We measured SV rates from an average vGpH trace generated for each FOV. Six to thirteen FOVs were analyzed for each treatment and three SV cycling parameters were measured: SV exo and endo rates during stimulation and time constant for SV endocytosis post-stimulation (Figure 1f-h). We used different time windows to fit the exo- and endo traces during AP firing based on the shape of these traces (Figure 1f,g) so exo and endo rates are not directly comparable to each other.

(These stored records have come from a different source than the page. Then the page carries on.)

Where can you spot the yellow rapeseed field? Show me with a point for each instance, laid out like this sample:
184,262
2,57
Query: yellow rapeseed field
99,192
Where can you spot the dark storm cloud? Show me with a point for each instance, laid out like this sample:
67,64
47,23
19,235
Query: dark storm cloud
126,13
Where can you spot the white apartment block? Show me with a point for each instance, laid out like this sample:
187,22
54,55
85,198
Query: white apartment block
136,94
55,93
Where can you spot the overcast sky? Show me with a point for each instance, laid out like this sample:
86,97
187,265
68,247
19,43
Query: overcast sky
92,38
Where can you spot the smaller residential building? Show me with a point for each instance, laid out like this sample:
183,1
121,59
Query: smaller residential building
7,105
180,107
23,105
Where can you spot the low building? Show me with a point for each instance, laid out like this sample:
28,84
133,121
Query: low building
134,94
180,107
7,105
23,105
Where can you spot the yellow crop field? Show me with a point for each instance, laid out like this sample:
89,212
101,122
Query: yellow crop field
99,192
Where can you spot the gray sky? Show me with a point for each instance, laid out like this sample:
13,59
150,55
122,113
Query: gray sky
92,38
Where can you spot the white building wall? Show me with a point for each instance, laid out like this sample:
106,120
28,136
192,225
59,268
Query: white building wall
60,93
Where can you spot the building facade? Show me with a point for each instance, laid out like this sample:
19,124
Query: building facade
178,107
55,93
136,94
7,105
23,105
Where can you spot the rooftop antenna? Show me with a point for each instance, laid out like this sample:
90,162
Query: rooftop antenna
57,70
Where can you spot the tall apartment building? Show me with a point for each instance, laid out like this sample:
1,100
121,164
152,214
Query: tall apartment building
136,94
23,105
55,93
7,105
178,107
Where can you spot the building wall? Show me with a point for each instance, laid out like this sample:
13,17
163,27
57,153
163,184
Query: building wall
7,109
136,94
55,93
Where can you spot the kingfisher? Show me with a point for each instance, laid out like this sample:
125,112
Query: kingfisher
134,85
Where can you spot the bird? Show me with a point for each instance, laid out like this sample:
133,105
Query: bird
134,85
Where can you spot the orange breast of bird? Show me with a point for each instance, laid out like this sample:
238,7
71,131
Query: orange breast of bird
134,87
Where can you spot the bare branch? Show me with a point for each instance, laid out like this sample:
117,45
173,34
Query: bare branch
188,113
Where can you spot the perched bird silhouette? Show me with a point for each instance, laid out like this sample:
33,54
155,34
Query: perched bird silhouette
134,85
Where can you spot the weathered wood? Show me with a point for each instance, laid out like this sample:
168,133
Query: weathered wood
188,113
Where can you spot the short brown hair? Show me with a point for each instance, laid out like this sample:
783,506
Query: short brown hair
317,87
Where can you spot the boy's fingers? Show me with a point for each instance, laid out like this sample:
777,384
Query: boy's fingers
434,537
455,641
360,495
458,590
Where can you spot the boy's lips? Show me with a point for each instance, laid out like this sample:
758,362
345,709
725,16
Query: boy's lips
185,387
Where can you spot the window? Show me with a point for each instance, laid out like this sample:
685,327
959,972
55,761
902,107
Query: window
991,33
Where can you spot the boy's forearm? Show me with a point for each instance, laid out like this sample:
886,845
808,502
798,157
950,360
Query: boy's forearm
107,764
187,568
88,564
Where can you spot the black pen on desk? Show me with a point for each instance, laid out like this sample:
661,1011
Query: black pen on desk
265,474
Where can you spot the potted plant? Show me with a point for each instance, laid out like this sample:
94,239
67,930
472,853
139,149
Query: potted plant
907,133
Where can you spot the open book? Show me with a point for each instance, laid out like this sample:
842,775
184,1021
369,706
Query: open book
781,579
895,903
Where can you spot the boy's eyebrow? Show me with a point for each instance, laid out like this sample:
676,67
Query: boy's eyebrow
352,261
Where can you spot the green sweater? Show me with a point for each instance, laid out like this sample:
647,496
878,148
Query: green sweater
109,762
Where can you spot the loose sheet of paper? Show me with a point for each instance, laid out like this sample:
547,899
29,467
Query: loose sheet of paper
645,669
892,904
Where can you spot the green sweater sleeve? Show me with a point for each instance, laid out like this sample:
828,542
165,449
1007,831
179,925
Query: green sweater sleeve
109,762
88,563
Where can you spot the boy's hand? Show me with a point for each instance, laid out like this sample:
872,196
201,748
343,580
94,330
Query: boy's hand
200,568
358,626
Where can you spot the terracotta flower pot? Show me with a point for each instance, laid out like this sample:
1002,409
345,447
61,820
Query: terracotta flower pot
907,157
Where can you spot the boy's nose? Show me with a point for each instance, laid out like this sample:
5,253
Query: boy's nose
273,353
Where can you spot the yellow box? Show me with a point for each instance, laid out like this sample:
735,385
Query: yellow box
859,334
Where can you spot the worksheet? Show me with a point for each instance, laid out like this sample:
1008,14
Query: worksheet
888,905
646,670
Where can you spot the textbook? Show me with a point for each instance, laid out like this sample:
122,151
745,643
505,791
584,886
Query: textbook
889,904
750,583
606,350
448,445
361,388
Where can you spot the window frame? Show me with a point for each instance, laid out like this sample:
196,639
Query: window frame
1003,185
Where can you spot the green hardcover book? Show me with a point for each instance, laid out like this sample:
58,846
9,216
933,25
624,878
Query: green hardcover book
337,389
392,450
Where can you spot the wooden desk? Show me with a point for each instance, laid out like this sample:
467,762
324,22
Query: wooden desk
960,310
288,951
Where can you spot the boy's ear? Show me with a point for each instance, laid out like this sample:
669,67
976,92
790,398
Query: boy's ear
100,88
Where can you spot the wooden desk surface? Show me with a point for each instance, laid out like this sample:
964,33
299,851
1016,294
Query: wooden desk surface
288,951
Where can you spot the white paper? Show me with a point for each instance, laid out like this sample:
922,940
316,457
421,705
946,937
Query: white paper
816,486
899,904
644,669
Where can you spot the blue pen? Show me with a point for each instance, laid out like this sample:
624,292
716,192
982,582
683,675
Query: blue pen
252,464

Neurons incubated with 5mM LiCl for 24h ― a concentration within the therapeutic range (24) ― showed a 28% decrease in SV exo rates (p = 0.036, Mann-Whitney U test) compared to control cells (Figure 2a). Lithium has no apparent effect of SV endo rates during stimulation (Figure 2b), but appears to slow down SV uptake post-stimulation as reflected by an increase in the endocytic time constant (Figure 2c, p = 0.13, Mann-Whitney U test), although the p-value is above the 5% cutoff after correction for multiple hypothesis testing (see methods). Longer (48h-72h) exposure to lithium exacerbated these effects, with a 31% reduction in SV exo rates (Figure 2d, p = 0.001, Mann-Whitney U test) and a 32% increase in the endocytic time constant post-stimulation (Figure 2f, p = 0.018, Mann-Whitney U test), while SV endo rates during stimulation remained unperturbed (Figure 2e).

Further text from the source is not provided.